Thursday, March 26, 2020


COVID-19 is a Category 5 storm affecting the entire nation. As someone who has endured numerous natural disasters in Louisiana, our survival and recovery rely upon our continued teamwork and responsiveness. We must have government, private industry, and our citizens working together to take on this coronavirus.   

Just a few days ago, on the way to a press conference with LSU Coach O and Gov. John Bel Edwards, I played my friend Tracy Lawrence’s song “Made in America.” I can’t play a song in an op-ed, however, we can do our part to make these lyrics come true: “It’s that go a little deeper when that goin’ gets tough; Made in America.” 

Our doctors, nurses, truckers, door-to-door food delivery drivers, grocers, researchers and manufacturers are all showing what it means to be “Made in America.” The administration, Congress, and governors, attorneys general, and State Emergency personnel are similarly digging deep. Right now, we all need to dig deep. However, we must be mindful that this is not a natural disaster, but a real pandemic caused by open borders, the misinformation of foreign governments, and our dilapidated regulatory and legal climates which have forced our medical supply chain to be based overseas in places like China.  

Decades of lawsuit after lawsuit, regulation after regulation, and bad trade deal after bad trade deal have driven the resources we need to be manufactured offshore. Our legal and regulatory climate penalizes research, development, and production. This morass of red tape has become very evident as the president moves quickly to unclog government processes that for years have “gummed up the works.”  

We are still early in our fight against COVID-19 and so far, some of the biggest positives have been partnerships with great companies, regulatory reform efforts aiding the resolve of small businesses, and our nation uniting in the fight for our lives.  

States, like Louisiana, are rising to the occasion by lifting regulations to allow small businesses a glimmer of hope. Similar regulatory reform measures at the federal level have fast tracked testing, potential cures, and the manufacturing of much needed medical supplies. 

Over the weekend, 3M announced 500,000 masks manufactured in South Dakota were en route to New York and Washington state. Johnson & Johnson made public, a cure could be in human trial in a matter of months, not years. Our hope of recovery is tied to corporate citizens, who must continue to rise to the occasion to manufacturer the medical items we need, research and develop a cure and antibody, and work with President Trump and his administration in an unprecedented public-private partnership.  

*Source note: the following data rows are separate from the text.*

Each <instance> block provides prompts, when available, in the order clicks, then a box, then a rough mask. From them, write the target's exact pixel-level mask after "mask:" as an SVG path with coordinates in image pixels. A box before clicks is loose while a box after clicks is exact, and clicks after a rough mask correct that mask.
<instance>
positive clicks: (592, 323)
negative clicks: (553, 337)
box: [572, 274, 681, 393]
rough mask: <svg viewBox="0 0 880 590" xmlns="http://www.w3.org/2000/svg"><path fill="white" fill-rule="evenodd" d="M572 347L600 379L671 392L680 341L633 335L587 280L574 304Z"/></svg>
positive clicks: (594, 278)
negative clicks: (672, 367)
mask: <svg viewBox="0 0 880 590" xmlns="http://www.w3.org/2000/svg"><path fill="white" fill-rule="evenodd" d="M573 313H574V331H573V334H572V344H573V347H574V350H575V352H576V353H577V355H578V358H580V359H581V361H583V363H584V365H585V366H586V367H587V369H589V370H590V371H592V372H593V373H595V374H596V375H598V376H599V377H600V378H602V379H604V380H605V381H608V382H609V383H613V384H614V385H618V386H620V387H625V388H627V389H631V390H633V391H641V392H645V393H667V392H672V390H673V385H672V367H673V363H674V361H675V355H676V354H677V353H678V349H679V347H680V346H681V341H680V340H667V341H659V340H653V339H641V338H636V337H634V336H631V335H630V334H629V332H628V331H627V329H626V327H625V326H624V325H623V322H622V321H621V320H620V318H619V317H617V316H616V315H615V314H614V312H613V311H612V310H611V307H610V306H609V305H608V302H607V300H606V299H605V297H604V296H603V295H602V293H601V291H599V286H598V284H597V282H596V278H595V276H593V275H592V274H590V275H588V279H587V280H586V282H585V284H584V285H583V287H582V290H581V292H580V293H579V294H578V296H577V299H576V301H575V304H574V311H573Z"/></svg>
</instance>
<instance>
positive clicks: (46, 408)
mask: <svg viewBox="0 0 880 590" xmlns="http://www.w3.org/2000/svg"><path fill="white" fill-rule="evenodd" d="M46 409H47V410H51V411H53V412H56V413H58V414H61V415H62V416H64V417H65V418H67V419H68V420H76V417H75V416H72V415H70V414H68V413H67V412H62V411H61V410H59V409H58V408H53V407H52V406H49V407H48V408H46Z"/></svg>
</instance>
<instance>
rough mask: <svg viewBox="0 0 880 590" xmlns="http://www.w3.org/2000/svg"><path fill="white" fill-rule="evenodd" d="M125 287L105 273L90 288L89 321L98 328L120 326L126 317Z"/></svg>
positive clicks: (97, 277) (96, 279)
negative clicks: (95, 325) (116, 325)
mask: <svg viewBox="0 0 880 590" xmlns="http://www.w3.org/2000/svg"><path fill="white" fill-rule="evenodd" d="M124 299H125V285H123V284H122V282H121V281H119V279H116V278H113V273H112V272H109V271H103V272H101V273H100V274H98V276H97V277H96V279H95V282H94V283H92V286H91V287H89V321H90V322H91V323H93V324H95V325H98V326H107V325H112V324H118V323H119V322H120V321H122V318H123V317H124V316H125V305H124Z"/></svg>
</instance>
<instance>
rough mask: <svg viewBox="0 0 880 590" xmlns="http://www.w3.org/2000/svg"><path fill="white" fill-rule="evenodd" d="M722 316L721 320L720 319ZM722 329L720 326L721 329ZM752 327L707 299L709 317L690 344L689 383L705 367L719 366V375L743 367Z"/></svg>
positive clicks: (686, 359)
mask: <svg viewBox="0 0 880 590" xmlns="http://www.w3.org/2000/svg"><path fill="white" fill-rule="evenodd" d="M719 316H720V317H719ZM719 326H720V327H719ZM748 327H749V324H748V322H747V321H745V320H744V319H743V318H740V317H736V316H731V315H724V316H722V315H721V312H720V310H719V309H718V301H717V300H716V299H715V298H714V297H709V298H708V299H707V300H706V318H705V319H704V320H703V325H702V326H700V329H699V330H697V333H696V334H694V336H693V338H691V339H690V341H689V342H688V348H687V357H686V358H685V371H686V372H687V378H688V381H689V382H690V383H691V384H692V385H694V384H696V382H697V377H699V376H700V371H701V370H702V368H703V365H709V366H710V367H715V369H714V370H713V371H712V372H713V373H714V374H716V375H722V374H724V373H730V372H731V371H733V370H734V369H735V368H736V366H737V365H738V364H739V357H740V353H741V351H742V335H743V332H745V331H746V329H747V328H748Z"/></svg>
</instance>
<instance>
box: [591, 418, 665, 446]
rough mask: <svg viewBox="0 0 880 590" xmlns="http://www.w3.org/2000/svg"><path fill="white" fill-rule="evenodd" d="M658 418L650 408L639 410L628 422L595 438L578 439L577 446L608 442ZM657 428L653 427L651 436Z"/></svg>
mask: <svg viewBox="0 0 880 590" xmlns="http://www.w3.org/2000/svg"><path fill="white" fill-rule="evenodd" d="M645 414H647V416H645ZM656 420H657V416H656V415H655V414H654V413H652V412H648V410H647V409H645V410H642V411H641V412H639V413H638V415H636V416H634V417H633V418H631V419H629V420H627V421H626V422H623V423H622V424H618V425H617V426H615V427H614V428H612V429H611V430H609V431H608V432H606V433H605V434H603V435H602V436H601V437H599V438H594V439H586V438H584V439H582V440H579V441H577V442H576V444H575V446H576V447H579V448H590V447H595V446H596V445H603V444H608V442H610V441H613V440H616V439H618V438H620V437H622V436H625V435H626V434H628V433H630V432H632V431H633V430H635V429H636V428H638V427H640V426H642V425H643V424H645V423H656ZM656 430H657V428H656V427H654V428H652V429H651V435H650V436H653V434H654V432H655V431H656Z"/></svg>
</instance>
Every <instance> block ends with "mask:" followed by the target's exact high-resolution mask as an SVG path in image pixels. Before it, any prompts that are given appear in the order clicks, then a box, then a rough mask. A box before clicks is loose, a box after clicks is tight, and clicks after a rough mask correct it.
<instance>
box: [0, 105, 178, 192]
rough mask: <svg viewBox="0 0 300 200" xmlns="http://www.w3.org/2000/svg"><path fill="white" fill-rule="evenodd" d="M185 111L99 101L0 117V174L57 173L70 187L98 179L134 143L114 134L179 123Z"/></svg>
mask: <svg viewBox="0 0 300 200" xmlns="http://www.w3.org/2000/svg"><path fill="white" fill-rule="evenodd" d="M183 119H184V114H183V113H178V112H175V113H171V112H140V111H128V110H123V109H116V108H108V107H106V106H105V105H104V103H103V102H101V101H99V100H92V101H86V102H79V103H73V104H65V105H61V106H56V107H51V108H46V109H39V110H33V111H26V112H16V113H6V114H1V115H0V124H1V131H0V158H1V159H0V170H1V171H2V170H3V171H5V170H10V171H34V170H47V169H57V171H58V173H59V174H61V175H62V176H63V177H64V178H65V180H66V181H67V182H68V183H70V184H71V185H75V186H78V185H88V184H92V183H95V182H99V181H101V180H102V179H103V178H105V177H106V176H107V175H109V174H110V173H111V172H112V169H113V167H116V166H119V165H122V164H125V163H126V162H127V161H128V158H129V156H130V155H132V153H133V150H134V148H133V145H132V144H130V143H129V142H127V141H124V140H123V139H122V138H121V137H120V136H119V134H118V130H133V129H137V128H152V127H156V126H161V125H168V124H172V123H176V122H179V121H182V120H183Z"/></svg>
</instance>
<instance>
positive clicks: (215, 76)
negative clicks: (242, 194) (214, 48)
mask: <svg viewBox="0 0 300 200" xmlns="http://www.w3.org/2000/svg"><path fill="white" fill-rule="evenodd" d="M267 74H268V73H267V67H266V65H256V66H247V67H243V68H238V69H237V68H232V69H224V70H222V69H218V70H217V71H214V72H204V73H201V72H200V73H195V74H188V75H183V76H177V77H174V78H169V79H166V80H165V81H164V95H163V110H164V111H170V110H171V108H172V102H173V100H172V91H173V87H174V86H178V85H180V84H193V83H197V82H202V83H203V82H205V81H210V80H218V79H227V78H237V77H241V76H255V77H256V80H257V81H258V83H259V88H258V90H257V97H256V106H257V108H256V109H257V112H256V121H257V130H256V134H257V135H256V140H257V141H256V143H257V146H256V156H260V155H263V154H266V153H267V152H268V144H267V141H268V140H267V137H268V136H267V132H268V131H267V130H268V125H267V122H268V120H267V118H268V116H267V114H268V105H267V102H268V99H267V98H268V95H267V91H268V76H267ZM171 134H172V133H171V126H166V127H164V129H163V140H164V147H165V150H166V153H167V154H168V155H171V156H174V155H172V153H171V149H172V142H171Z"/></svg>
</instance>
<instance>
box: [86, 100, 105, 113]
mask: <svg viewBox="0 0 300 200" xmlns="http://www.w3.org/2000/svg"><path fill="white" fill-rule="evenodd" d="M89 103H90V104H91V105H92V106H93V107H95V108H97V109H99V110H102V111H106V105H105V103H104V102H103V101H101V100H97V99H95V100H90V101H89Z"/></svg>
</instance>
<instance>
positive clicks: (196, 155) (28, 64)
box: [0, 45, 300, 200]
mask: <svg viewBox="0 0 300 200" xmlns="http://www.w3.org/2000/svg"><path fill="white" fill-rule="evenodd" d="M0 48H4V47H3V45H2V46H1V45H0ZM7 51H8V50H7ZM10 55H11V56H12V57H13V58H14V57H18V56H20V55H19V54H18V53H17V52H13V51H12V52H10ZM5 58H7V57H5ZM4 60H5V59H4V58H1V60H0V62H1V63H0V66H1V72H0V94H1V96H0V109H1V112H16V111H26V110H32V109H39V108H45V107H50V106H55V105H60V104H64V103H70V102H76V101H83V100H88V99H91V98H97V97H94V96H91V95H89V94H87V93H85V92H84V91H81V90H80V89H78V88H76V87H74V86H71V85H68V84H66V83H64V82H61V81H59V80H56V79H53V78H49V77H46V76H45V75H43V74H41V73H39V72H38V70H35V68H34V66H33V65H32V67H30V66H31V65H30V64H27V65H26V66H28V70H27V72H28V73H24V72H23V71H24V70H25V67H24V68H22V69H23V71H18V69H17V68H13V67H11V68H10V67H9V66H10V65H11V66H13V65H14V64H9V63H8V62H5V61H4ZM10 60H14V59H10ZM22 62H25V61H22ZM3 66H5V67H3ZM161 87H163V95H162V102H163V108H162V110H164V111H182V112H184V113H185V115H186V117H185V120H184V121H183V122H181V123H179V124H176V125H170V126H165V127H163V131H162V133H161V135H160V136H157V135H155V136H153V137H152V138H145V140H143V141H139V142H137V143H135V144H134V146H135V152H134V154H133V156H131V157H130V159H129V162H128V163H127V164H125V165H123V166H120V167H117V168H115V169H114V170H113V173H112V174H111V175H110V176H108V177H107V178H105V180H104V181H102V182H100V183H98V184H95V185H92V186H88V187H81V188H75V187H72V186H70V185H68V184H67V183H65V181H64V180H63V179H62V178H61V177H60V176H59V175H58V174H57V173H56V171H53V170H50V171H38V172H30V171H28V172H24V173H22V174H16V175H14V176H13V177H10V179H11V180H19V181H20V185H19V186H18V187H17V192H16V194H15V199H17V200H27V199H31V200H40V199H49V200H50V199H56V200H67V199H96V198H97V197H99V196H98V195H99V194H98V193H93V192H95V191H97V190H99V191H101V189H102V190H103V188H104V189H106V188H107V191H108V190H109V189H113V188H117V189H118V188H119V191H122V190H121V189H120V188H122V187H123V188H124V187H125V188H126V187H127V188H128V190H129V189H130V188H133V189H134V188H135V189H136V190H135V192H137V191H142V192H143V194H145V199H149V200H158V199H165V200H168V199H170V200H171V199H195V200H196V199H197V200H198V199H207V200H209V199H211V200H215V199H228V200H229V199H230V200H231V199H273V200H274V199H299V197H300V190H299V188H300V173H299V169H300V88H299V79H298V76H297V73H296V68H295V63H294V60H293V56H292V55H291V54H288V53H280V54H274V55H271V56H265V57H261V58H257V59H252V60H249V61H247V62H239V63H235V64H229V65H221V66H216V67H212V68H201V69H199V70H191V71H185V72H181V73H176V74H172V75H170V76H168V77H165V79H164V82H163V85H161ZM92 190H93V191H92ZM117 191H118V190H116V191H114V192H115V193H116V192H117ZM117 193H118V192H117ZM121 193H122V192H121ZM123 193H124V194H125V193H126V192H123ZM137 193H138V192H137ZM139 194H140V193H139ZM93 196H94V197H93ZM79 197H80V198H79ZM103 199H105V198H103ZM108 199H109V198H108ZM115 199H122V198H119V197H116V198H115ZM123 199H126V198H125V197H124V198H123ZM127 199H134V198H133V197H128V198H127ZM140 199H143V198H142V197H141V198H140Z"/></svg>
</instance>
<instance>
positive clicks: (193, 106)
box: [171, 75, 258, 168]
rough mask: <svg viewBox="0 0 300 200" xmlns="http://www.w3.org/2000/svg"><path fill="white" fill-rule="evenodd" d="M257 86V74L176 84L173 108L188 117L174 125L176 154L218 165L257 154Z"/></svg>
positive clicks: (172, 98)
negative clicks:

Additionally, we must all put partisan politics aside and combat this pandemic together. Last week, I held a press conference with my Democratic governor and our championship football coach. On Sunday, I watched the Democratic governor of New York urging all of us to put politics on the back burner. This week, I hope to see my former colleagues in Congress follow the states’ example and work across the aisle to continue taking on COVID-19.  

While we are focused on reacting to COVID-19 today, we must be careful to realize the economic effects are vastly different from the financial crisis of a decade ago. This is not the byproduct of profit margins and poor business decisions. This is a domino effect that began with disinformation and a failure of foreign governments to properly warn their neighbors.   

Our barbers, car mechanics and dental hygienists are hurting because of no fault of their own, their employers, or Mother Nature. Much like the clean-up after a hurricane, we must apply lessons learned and all lean in to help a neighbor and prepare for the next crisis. The World Health Organization and the United Nations must fully investigate the start of this pandemic — not to cast blame, but because we must learn lessons to better prepare for the future. 

Some paths are abundantly clear as we look to the future. We must permanently sunset some of the regulations we removed to make it easier for small businesses to operate for years to come; enact meaningful tort reform to improve our legal climate and protect innovators from certain liabilities as they rise to the occasion; support one of President Trump’s earliest campaign promises — as we continue bringing jobs back from China; and ensure the supply chains of our critical infrastructure follow the energy sector, which is helping end  foreign dependence on oil.   

Doing so will ensure the communist Chinese government will never again hold the keys to the pharmaceutical ingredients, medical supplies or military products that our companies manufacture on their shores. We can bring this production back to America. It will require some ingenuity, innovation and regulatory reform.

For example, the FDA could require the Chinese to meet tougher U.S. standards for pharmaceutical ingredients, and other agencies could provide incentives to bring agriculture, high tech, and medical manufacturing production back to America. I believe it is worth it to ensure America is never again at risk due to the deceit of the Chinese government.  

Accomplishing this won’t be easy. However, if we all dig deep enough, we can cut burdensome red tape, end frivolous lawsuits and invest in America’s manufacturing, small businesses, jobs and infrastructure, and these measures will continue America’s greatness for years to come.  

• Jeff Landry is Louisiana Attorney General, chairman of the Republican Attorneys General Association, a former member of Congress, and the immediate past president of the National Association of Attorneys General.